この時点で、流産が4回に死産が1回。不育症ではないか?と考え、治療をし6度目の妊娠をしました。「今度こそ生きた我が子を抱きたい!」そう思えば思うほど、一方で不安も募りました。42歳での高齢出産という事もあり、医師と相談し羊水検査を受けました。結果は21トリソミー(ダウン症候群)でした。看護師という職業柄、21トリソミーの事を知ってはいましたが、ご家族の生活、子育てがどんなものになるのか、ダウン症のある子供はどう成長するのか等は何も知りませんでした。自分の経験したことのない未知の世界への恐怖は計り知れず、泣いて悩みました。情報がないまま3週間で「産むか産まないかの選択」をしないといけなかった事は、本当に苦しかったです。ですが私の場合「生きたくても生きられなかった沢山の小さな命」の事を思うと、今お腹の中で動いている「生きることができる命」に手をかけることは絶対に出来ない、そう思いました。
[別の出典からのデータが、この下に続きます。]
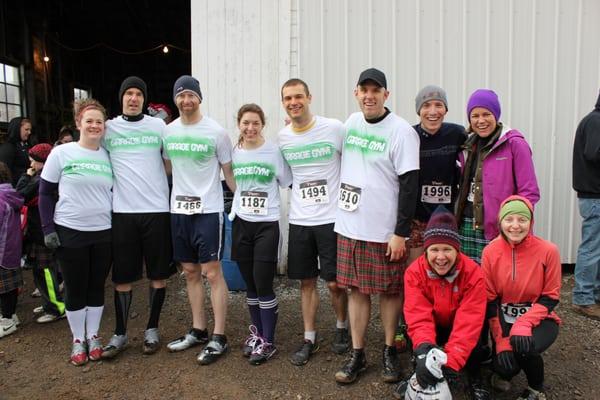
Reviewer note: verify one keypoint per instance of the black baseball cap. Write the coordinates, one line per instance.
(373, 74)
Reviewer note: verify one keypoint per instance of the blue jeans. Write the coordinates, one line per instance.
(587, 269)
そして初めての妊娠から8年かかり、やっと我が子をこの手に抱く事ができたのでした。
我が子を生み育て分かったこと、それはダウン症があっても無くても「愛しい我が子であることに何も変わりはない」ということでした。ダウン症のある子ども達は「スモールステップ」で育児をすれば、ゆっくりですが必ず成長します。その可能性は無限大でした。そして我が子からはたくさんの「魂の学び」がありました。私達夫婦を「親」に育ててくれているのは、まぎれもなく「我が子」なのです。彼が三歳の時、彼に「ダウン症だとわかった時に泣いてしまって、産むか産まないか悩んで、本当にごめんね。」と夫婦で心から謝りました。そうすると彼は「いいよ」と笑顔で言いながら、私達の頭を撫でてくれました。
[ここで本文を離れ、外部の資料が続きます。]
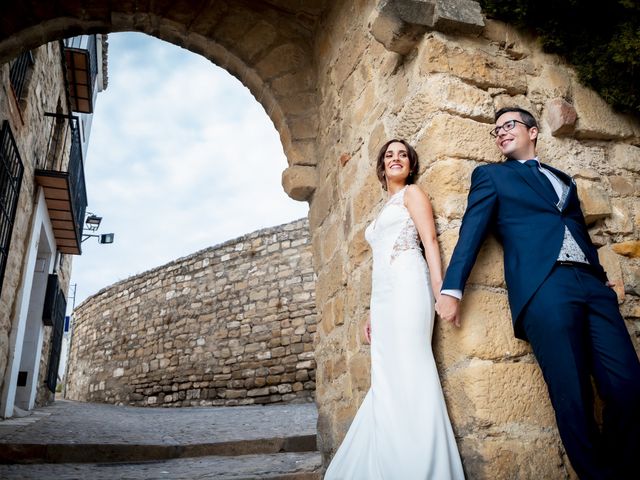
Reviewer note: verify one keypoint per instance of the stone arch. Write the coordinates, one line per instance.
(267, 45)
現在「新型出生前診断」を受けて「陽性だった人の9割は堕胎している」という現実があります。お子さんをどうするかはご家族でしっかり話し合って決めることだと思います。ただ決める上で「ダウン症に関する正しい知識の提供」「産んだ後にご家族を身近な所でしっかり支える専門的な受け皿」「悩みを共有できる仲間」そして「ダウン症の特性を理解し、無限大の子供の可能性を引き出せる環境が整っていること」が必要不可欠だ、と私は実体験を通して痛感しました。これらの事は、これからダウン症のある子供を産むと決めたご両親だけではなく、ダウン症のある子供が生まれて、これからどう育てたらいいのかわからず悩んでおられるご両親に対しても、やはり必要であると私は思います。
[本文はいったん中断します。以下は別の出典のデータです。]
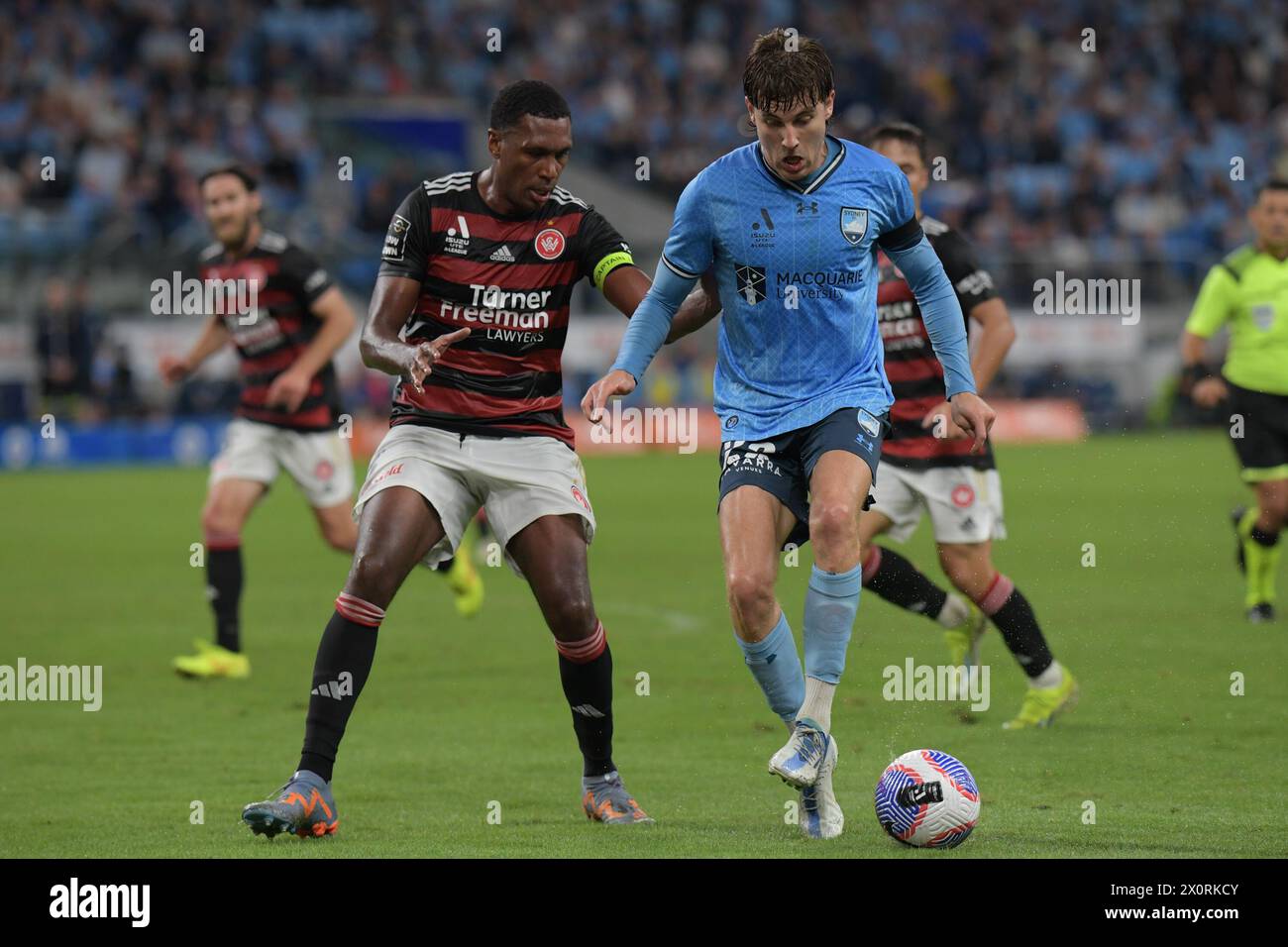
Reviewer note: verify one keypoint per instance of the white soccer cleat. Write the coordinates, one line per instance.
(799, 762)
(820, 813)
今までたくさんの「ダウン症のあるお子さんのご家族」とお話してきましたが「こんなサポートがあったらいいな」とか「あんなことが出来たらいいな」というようなことが、どんどん出てきます。例えば「言葉の発達の支援」や「子供のレベルに合わせたピアノや書道などの習い事」「きょうだい支援」「勉強会」・・・
これらの「あったらいいな」を形にする箱を、心に寄り添ってくださる「ダウン症の専門の先生」と「ダウン症のある子供の親たち」の手で作りたい・・・これが「めばえ21」を作った思いです。
〜「めばえ21」の名前に込めた想い 〜
我が子が受けた発達検査の評価の中で合格と不合格の間に「芽生え反応」と言う項目がありました。「何らかの配慮や工夫をすることで自立して行える(合格の評価になる)という項目です。21世紀を生きる21トリソミーのこども達のめばえ反応に支援し、沢山の人に褒めてもらう機会も作り、こども達のできたの笑顔につなげたいと考えています。そしてご家族一人一人が輝ける場所になります様にとの願いを「めばえ21」の名前に込めています。